Quali testate hanno informato correttamente sul dopo sisma?
Nessuna in realtà. Chi avremmo disturbato, il sonno di chi? Le risate di chi? Quello che sta capitando alla mia città è ingiusto. Umanamente ingiusto. Perdere il centro è perdere l'anima. Il TG3 regionale ha informato correttamente, a volte anche quello nazionale, SkyTG24, Rai News24 e le reti locali. La vera informazione gira sul web.

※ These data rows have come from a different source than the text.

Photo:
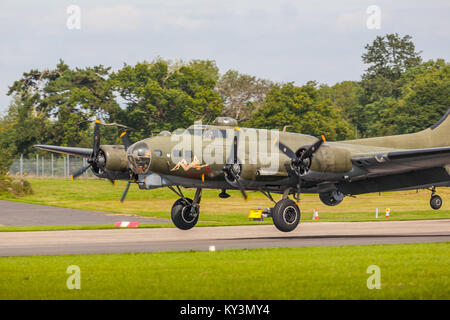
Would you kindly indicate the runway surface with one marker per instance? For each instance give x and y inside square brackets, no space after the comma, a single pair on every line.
[201,238]
[26,214]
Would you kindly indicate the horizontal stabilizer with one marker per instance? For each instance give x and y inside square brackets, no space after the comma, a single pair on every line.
[404,160]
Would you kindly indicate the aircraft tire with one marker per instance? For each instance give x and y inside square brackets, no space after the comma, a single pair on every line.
[286,215]
[181,216]
[436,202]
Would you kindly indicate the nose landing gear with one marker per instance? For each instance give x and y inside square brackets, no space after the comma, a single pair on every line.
[435,201]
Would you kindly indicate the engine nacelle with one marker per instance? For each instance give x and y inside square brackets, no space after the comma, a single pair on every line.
[331,159]
[115,157]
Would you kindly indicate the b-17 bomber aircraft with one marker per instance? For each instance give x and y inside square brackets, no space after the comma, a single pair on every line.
[224,156]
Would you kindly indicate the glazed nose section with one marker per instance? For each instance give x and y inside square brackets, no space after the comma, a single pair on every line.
[139,156]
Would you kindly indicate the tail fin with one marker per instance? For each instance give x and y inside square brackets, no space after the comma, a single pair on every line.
[444,121]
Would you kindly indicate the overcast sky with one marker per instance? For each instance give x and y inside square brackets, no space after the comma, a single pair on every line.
[282,41]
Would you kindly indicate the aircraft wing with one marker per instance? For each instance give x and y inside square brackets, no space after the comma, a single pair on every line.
[403,160]
[78,152]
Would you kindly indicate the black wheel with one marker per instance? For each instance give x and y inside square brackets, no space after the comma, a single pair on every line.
[332,198]
[436,202]
[184,216]
[286,215]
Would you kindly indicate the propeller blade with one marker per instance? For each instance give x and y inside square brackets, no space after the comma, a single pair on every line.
[241,188]
[122,199]
[81,171]
[286,150]
[313,148]
[126,142]
[96,143]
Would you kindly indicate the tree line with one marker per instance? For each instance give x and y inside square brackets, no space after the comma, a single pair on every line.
[398,93]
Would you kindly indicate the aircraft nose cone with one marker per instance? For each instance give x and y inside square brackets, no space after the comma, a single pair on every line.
[139,156]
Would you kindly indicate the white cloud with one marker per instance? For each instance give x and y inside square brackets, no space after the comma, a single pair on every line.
[117,18]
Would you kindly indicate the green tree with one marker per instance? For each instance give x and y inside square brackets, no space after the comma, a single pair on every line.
[305,109]
[425,93]
[161,95]
[242,94]
[57,106]
[388,57]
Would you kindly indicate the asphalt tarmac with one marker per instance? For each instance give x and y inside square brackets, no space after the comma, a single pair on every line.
[26,214]
[202,238]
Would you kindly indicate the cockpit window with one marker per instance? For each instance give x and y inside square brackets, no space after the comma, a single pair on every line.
[139,156]
[214,133]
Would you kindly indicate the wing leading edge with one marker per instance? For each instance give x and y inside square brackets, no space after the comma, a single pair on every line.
[403,160]
[78,152]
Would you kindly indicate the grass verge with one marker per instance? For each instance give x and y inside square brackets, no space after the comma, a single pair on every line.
[410,271]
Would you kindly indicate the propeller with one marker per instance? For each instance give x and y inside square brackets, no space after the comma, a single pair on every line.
[301,160]
[94,160]
[126,143]
[97,159]
[232,170]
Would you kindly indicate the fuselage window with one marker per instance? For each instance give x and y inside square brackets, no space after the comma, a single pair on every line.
[188,155]
[157,153]
[176,153]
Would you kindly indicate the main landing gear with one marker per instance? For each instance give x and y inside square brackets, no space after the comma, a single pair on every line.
[435,201]
[185,211]
[285,214]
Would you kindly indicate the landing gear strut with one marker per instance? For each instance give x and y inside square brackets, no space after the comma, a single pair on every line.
[185,211]
[435,201]
[285,213]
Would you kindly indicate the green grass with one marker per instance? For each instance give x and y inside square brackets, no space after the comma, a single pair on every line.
[100,195]
[410,271]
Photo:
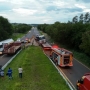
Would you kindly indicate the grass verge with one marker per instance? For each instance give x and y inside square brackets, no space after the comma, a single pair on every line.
[38,72]
[15,36]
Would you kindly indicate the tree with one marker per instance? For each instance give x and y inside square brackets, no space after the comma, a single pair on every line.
[6,29]
[85,45]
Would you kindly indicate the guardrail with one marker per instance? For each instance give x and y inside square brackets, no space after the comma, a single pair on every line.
[63,75]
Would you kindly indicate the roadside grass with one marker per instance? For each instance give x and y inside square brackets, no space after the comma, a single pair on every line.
[80,56]
[15,36]
[38,72]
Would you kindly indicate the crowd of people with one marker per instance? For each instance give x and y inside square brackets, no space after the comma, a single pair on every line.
[9,73]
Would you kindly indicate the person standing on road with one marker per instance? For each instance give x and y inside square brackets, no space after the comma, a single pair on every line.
[2,73]
[20,70]
[9,73]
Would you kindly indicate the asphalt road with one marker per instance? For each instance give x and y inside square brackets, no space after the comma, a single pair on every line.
[73,74]
[76,72]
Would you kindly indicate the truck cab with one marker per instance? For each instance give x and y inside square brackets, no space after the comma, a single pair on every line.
[84,82]
[41,39]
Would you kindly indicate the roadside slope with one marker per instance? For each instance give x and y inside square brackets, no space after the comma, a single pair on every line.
[39,73]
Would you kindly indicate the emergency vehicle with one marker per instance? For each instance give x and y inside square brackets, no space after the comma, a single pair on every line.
[59,56]
[84,82]
[40,39]
[2,43]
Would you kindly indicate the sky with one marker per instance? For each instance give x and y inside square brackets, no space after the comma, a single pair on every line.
[42,11]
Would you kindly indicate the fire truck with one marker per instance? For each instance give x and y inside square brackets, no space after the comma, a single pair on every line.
[2,43]
[84,82]
[40,39]
[12,48]
[59,56]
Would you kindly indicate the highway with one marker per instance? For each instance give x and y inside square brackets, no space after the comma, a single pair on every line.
[72,73]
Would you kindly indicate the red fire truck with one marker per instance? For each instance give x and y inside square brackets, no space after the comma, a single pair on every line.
[84,82]
[59,56]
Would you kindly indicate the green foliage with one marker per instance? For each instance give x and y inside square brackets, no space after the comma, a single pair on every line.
[38,72]
[72,34]
[85,45]
[6,29]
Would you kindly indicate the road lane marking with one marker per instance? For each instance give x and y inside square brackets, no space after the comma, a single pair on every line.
[2,56]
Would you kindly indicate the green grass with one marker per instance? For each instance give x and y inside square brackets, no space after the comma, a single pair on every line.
[38,72]
[15,36]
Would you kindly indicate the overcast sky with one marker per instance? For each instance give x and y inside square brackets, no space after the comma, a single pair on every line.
[42,11]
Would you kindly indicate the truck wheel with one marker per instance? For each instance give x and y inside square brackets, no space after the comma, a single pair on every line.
[56,63]
[77,87]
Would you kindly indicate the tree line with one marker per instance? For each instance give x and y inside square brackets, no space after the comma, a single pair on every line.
[7,29]
[74,34]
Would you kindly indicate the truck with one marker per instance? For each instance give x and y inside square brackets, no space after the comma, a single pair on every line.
[40,39]
[84,82]
[59,56]
[2,43]
[12,48]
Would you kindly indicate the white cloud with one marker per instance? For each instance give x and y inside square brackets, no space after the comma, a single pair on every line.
[24,12]
[42,11]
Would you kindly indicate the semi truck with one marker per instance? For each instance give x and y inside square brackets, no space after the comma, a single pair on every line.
[2,43]
[40,39]
[84,82]
[12,48]
[59,56]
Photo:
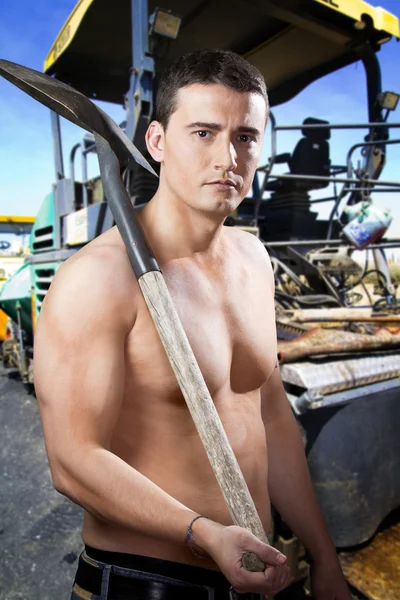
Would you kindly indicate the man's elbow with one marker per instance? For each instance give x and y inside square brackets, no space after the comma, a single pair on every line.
[62,481]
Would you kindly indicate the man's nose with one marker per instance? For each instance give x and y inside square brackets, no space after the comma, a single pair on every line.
[225,158]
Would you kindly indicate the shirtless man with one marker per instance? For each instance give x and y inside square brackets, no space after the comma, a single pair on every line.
[120,440]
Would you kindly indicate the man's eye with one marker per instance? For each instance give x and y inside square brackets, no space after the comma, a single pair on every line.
[203,134]
[246,138]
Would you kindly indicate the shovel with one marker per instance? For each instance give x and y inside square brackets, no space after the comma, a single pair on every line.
[116,151]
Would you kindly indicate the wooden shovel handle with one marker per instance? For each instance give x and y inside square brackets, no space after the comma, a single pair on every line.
[203,411]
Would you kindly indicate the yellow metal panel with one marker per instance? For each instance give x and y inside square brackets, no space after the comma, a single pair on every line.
[3,324]
[23,220]
[67,33]
[355,9]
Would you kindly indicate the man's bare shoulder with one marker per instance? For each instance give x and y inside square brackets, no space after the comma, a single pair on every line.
[99,276]
[250,248]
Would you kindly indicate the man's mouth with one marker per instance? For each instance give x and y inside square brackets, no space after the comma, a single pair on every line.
[227,183]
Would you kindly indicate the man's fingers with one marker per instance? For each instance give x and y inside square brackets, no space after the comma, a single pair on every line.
[272,580]
[268,554]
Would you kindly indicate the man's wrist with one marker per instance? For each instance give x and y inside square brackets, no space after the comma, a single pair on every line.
[324,556]
[204,534]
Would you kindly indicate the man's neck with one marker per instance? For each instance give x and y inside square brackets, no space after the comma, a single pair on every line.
[175,230]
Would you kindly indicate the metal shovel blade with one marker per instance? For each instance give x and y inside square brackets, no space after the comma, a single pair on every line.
[74,106]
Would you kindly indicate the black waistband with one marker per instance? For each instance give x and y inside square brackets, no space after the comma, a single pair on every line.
[166,568]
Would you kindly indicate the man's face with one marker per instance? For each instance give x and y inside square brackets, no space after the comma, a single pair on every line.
[212,146]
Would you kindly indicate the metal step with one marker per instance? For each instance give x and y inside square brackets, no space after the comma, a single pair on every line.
[374,571]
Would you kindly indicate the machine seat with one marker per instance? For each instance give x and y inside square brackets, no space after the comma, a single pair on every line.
[310,157]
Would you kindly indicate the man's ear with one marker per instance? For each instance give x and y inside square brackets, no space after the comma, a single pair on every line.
[155,140]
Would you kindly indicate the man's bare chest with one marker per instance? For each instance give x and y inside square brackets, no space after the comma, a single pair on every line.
[229,321]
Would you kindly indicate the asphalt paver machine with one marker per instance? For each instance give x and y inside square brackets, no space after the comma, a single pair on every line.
[340,358]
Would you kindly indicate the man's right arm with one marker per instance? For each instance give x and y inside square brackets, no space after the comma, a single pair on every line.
[79,374]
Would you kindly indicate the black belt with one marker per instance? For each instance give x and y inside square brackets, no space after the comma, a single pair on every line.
[138,584]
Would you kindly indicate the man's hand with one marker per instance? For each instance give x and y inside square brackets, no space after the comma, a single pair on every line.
[227,545]
[328,582]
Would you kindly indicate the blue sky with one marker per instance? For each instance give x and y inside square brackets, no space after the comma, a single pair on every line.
[27,31]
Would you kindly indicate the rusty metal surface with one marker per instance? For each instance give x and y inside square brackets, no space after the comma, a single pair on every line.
[375,570]
[324,341]
[337,375]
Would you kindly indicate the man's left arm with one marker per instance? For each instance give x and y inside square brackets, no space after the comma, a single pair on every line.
[292,493]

Qual è la situazione dell'Università?
La didattica è ripartita tutta, ben 9 Facoltà. Uno sforzo sovrumano. Siamo stati la prima istituzione a ripartire. Durante questi faticosi mesi ho lottato, assieme all’Ateneo tutto, per assicurare agli studenti una vita universitaria degna di questo nome, a cominciare dagli alloggi per tutti i numerosi fuori sede. “Gli studenti dovranno viaggiare”, hanno sentenziato i vertici della Protezione Civile, gettando nello sgomento non solo l’Istituzione Universitaria, ma anche gli studenti, che in massa hanno scelto nuovamente L’Aquila. Ventimila in totale, quasi la metà fuori sede, viaggiano tutti i giorni, a volte anche per ore. Ce l’abbiamo messa tutta, ma ora si ha la terribile sensazione che il fallimento del piano di interventi della Protezione Civile per le priorità post-catastrofe (lavoro, case, scuole) possa risucchiare il difficile lavoro svolto finora dall’Ateneo. La più importante realtà economico-culturale-storica rischia di regredire, e con essa tutta la città cui è indissolubilmente legata.